The Wall Street Journal is reporting that sources close to the matter claim that Apple is set to debut a Retina iPad mini in Q4 of this year, just a year after the debut of the first model with a 1024×768 pixel display.
The company is set to source screens of 2048×1056 pixels from Sharp, LG and Samsung, the latter of which did not contribute to the first iPad mini’s screen as a partner. The Journal is also reporting that Apple may sell the updated iPad mini with multiple back colours, similar to its iPod touch strategy.

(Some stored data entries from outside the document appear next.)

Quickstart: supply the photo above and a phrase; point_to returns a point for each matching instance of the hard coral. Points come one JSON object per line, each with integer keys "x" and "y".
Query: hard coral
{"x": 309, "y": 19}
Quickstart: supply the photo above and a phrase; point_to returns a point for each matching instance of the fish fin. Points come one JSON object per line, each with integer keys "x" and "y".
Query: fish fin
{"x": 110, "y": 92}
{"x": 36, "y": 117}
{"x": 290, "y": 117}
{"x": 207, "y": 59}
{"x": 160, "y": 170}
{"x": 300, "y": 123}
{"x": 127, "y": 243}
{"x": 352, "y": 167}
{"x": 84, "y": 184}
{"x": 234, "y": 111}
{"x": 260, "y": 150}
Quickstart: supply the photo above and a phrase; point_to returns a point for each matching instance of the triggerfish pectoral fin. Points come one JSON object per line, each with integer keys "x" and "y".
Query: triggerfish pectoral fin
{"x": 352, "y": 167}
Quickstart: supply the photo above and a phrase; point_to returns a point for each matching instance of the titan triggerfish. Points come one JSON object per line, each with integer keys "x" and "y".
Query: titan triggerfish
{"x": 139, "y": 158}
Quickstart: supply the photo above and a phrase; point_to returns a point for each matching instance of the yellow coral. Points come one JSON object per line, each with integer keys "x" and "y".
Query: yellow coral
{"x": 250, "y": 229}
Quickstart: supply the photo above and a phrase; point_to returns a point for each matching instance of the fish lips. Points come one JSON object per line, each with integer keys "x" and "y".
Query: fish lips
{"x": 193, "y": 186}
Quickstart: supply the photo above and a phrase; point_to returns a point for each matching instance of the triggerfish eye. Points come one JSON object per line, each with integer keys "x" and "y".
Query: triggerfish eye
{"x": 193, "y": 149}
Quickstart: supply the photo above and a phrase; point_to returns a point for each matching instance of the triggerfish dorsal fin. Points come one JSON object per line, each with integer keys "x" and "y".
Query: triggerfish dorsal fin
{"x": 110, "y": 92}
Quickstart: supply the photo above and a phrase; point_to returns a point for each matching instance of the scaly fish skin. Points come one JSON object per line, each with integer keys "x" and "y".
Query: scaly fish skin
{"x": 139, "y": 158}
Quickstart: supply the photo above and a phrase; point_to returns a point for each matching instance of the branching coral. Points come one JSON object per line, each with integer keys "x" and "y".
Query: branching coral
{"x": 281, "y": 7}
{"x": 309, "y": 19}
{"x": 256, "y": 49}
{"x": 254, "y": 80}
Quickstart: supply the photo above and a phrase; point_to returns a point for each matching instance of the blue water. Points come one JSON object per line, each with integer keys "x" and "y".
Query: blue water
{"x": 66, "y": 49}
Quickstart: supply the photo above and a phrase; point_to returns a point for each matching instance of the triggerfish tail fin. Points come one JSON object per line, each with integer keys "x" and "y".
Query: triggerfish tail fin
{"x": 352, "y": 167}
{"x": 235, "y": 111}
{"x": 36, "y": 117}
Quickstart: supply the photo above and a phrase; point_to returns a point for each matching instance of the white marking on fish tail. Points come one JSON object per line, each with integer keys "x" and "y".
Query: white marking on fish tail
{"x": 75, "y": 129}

This makes sense, as it is not only differentiating the mini from its more business-focused parent product, but it will also begin replacing its dying iPod touch business.
The main issue I, and many others, have with this assertion is that Apple will need to ensure the higher screen density (in this case, over 3 million pixels and similar pixels per inch to the average 720p smartphone) does not negatively affect battery life, thickness and heat output, things they tackled with the Retina iPad and its 4th generation replacement. It’s hard to foresee the A6X chip being suitable for such a small enclosure, and Apple’s 10-hour battery life promise is sure to be tested with a faster GPU and smaller battery. Even if Apple does thin the device with Sharp’s IGZO screen technology, it still has to account for the higher pixel density and its supreme power needs.
Earlier this week, 9to5mMac found evidence in the current iOS 7 beta that Apple is working on a non-Retina iPad mini with an A6 chip, set to debut later this year. With such completely opposing stories, it’s difficult to know what to believe, but rest assured Apple will release at least a new iPad mini later this year, Retina or not.